El prólogo concluye con una palabra: «Amén».

 

¿Concluye? Un prólogo es un comienzo, es para una palabra a la cual prepara. Pero también puede ser lo que nos mueva a rehusar dar el salto al futuro que nos está señalando. S. Benito, al finalizar sus densas e iniciantes palabras, es consciente de esto y lo acentúa, pues no está interesado en la lectura curiosa o erudita que de su Regla se pueda hacer, sino de la vital, aquélla en la que se pone la propia existencia.

 

Vivir es un arte en el cual el resultado no es algo distinto al artesano, sino éste mismo. Vivir es modelarnos a nosotros mismos, darnos una figura. Y el maestro-padre lo sabe. En estas primeras páginas de su obra, con gran compasión, sabiendo de la pobreza de los hombres, nos ha brindado su experiencia y compromiso. El que con su fidelidad ha llegado a ser un maestro en el servicio divino quiere que el lector-oyente no frustre su vida, la que ya ha recibido en el bautismo, y pueda llegar a la plenitud en Cristo. Pero no puede suplantarlo en la decisión; la vida no es un abstracto, siempre es la de cada uno.

 

El punto que precede a la última palabra es más que pausa gramatical, es pausa existencial. Momento para el silencio, para que repose lo oído y rumiado, para dejar que haciendo eco en el interior, el relieve "sonoro" e íntimo así creado, dé perceptibilidad, en cada uno, a la llamada divina para él en concreto.

 

Sólo entonces cabe converger con tantos y con S. Benito en ese «Amén». Se trata de un momento coral. La adhesión es un "sí" a Dios, que llama, y un "así sea", pues mira al futuro, a una vida por vivir en una manera.

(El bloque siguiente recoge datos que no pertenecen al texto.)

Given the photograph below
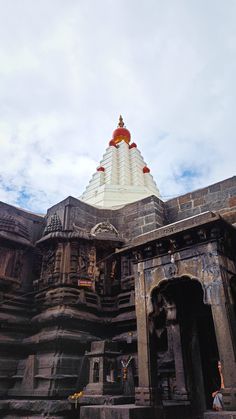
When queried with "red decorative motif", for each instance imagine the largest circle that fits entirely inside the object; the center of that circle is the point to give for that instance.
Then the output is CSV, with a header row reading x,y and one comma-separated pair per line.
x,y
121,134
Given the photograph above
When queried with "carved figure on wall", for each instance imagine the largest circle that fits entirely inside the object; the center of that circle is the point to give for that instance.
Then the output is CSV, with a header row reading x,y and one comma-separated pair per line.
x,y
113,270
91,262
6,261
82,261
18,264
48,263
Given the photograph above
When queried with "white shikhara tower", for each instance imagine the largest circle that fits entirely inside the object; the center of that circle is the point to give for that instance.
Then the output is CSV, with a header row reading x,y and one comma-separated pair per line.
x,y
122,176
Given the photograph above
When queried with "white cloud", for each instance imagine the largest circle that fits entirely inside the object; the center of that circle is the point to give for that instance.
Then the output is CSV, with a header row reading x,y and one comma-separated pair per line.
x,y
68,69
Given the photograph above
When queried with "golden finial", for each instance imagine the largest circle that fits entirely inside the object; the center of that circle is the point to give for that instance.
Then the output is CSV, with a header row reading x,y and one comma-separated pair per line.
x,y
121,122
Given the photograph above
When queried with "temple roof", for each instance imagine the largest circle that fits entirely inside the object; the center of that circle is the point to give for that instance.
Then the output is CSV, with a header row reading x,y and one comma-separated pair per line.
x,y
122,175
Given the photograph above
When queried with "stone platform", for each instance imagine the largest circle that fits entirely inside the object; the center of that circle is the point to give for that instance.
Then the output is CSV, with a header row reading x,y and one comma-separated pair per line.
x,y
220,415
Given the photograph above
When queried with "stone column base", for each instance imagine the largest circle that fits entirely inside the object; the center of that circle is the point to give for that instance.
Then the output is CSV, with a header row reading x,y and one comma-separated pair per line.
x,y
229,397
120,412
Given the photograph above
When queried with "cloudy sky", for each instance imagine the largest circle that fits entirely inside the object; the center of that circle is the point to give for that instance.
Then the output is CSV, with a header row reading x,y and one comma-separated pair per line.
x,y
69,68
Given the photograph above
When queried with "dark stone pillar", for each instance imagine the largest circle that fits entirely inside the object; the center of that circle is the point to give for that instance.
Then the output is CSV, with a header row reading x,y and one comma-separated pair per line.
x,y
145,393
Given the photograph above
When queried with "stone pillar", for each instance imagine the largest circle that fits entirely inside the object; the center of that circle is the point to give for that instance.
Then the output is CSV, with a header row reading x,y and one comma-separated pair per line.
x,y
225,344
145,393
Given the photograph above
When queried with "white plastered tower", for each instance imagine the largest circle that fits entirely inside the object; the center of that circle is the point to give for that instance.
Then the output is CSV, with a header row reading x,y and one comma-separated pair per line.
x,y
122,176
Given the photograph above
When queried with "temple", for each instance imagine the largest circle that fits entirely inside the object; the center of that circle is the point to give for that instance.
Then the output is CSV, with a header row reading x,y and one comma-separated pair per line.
x,y
117,304
122,176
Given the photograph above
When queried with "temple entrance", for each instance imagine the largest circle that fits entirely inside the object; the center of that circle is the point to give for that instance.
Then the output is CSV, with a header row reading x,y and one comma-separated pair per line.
x,y
183,343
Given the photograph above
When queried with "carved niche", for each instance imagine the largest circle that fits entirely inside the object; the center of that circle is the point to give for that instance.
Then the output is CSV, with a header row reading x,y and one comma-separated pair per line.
x,y
48,265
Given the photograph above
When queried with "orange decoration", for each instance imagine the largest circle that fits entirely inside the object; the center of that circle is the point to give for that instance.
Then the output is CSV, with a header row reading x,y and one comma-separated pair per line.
x,y
112,143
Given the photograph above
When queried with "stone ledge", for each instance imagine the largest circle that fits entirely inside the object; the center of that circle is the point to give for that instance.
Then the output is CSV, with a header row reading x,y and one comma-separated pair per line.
x,y
120,412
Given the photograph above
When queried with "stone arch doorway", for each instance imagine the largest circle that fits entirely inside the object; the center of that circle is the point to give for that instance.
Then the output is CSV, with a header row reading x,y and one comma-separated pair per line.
x,y
183,343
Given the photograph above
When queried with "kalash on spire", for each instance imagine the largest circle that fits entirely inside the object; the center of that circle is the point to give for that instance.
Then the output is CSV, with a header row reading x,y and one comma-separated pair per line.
x,y
122,175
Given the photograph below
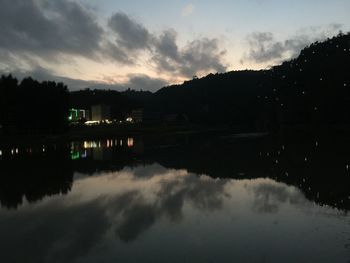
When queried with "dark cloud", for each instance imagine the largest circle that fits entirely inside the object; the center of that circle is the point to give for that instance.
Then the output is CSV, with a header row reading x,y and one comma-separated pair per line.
x,y
144,82
49,29
199,56
131,34
263,47
134,82
268,197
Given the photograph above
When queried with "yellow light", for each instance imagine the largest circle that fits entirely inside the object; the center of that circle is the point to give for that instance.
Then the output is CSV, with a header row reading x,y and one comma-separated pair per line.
x,y
130,142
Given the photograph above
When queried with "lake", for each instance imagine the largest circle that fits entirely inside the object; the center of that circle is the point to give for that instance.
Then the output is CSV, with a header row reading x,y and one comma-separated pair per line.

El maestro-padre vierte en ella su compromiso como tal y el discípulo el suyo, cada uno, desde su perspectiva, se unen en una palabra. Mas, al mirar unidos en la debilidad de vida, que nunca la humana es fundamento de sí misma, al futuro, el «Amén» es ante todo oración, es un "así Dios lo quiera".

 

Desde este momento, la lectura, no para el curioso, será ya un incipiente ir viviendo y la Regla será regla de vida.